Behind the arras I'll convey myself
To hear the process. I'll warrant she'll tax him home,
And as you said — and wisely was it said —
'Tis meet that some more audience than a mother,
Since nature makes them partial, should o'erhear
The speech of vantage.'

Elsewhere in Hamlet, and especially in the immediately following soliloquy of Claudius, we are made acutely aware of the importance of dying in a state of grace. The audience knows that this is not likely to be the case for Polonius.

Beyond the grave

Once he is dead Polonius does not disappear from the play.
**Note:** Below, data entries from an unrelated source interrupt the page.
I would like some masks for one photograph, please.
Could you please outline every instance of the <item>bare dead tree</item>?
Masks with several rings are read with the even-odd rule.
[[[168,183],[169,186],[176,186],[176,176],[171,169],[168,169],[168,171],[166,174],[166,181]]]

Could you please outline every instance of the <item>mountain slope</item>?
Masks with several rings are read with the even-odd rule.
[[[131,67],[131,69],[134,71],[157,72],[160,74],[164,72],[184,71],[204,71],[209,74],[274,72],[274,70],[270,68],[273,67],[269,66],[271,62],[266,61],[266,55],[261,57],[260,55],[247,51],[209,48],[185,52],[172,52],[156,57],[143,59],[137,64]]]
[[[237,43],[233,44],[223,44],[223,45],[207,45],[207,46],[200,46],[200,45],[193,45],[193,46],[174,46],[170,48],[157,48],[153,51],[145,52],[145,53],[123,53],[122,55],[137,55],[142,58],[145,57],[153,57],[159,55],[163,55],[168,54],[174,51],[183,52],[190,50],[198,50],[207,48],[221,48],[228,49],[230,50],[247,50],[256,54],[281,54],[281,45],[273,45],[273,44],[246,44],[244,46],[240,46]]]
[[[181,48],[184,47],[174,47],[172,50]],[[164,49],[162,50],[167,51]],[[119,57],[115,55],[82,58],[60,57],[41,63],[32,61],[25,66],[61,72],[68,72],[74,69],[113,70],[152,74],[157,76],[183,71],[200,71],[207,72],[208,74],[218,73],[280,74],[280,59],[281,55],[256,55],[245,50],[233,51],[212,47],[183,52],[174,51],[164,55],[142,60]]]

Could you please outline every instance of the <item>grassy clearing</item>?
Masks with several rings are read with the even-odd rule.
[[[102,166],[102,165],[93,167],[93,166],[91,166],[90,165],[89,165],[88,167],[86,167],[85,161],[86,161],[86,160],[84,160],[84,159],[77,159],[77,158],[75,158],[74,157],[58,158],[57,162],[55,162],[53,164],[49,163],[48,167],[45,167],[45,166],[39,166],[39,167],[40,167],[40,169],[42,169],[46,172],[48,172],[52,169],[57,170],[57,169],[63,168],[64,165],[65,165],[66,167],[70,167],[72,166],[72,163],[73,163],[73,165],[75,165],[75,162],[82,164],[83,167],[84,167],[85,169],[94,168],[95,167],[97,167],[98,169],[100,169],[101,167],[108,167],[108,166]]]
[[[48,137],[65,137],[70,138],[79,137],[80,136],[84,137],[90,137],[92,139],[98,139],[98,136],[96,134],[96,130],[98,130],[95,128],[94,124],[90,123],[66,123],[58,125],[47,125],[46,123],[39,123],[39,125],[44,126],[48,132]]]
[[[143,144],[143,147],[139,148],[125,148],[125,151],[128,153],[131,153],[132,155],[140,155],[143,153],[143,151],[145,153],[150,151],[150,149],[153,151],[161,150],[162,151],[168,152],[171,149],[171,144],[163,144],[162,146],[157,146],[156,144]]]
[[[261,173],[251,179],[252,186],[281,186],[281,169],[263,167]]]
In many ways, he becomes more significant:

  • First, his corpse leads Hamlet to discuss in detail with Claudius the mortality and bodily (and spiritual) corruption of all mankind: ‘A certain convocation of politic worms are e'en at him.'
  • Even more importantly, Polonius is now a murdered father, and his son, who has vanished from the action after Act I scene iii, returns as an avenger, to be set beside Hamlet in the audience's awareness of the problem of revenge
  • We hear that Polonius has been buried ‘in hugger-mugger' — that is, in secrecy; but he is not forgotten by Ophelia, who, far from resenting his interference in her love for Hamlet, shows in her madness a deep and tender grief:
(Sings) ‘They bore him bare-fac'd on the bier,
And in his grave rain'd many a tear'…
‘I would give you some violets, but they withered all when my father died.'

We may never decide quite how we view Polonius, and he can be portrayed very differently in theatrical productions, but this must be due to the various and sometimes contradictory possibilities with which Shakespeare presents us in his characterisation of Polonius.